He said a terrorism investigation had been launched.

The soldiers were part of Operation Sentinel, launched in the wake of Islamist attacks in Paris in early 2015. The Levallois-Perret attack was the 15th on troops and police in the last two-and-a-half years, many of them Islamic State-inspired.

Prime Minister Edouard Philippe told lawmakers in parliament that the "main suspect" had been detained. One policeman was injured by a stray bullet in the operation.

A judicial source said the suspect was an Algerian national who held legitimate papers to be in France. Investigators raided several properties associated with the suspect, identified by the daily newspaper Le Parisien as 37-year-old Hamou B.

"I saw the traffic stop ahead of me," said one truck driver who identified himself as Teddy, speaking on the motorway after the suspect was seized.

"The police got out their cars, took cover and started firing. The gunshots were coming from everywhere."

The BMW car, the same car that was used in the attack, was riddled with bullet holes and surrounded by balaclava-clad police officers, a Reuters cameraman said.

"PRE-MEDITATED"

Armed Forces Minister Florence Parly said Wednesday's attack was proof there remained an active threat and that the 7,000-strong Sentinel force "was more necessary than ever".

Three soldiers had light injuries, Parly said, while three others were more gravely hurt but not as seriously as previously thought.

Patrick Balkany, mayor of Levallois-Perret, called it a "disgusting" act of aggression that was "without any doubt" premeditated.

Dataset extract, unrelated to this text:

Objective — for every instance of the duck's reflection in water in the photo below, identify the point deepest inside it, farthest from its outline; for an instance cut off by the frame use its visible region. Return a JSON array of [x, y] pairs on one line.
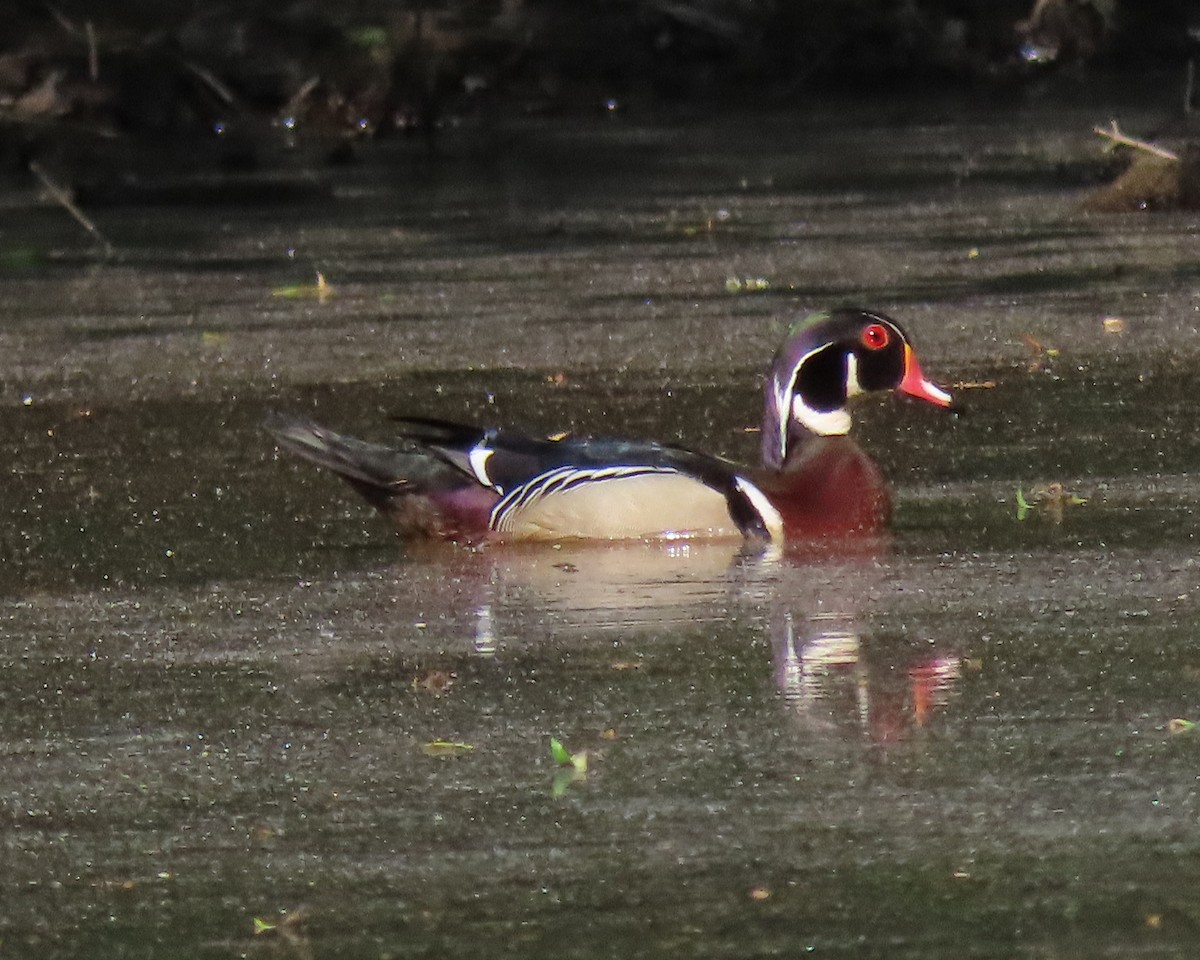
[[837, 679], [843, 661]]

Nadia Lephrohon, resident of an apartment building directly above the scene, said she heard a dull thud and then soldiers shouting.

"I saw two soldiers on the ground and the other soldiers were shouting. There was another man out there, a bystander, who was saying 'It's a car. It went that way. Follow it! Run after it!'", Lephrohon said.

Islamist militants or Islamist-inspired attackers have killed more than 230 people on French soil since January 2015, including one attack on Paris and another on the Riviera city of Nice.

Operation Sentinel has put heavily armed combat troops in public view as they patrol key sites in military fatigues, at an annual cost running into hundreds of millions of euros.

While it did not prevent the November 2015 attack when gunmen killed 130 people in Parisian cafes and a concert hall, Sentinel troops have disarmed or killed would-be attackers on several occasions since – including a February incident where a machete-wielding assailant attacked soldiers outside the Louvre art museum, and another on Saturday at the Eiffel tower.

This year, assailants attacked soldiers at the Louvre museum site in Paris in February and at Orly airport in March. An assailant shot a policeman dead on the Champs Elysees avenue in the capital in April.

Levallois-Perret is about 5 km (3 miles) from city centre landmarks such as the Eiffel Tower and the Elysee Presidential Palace.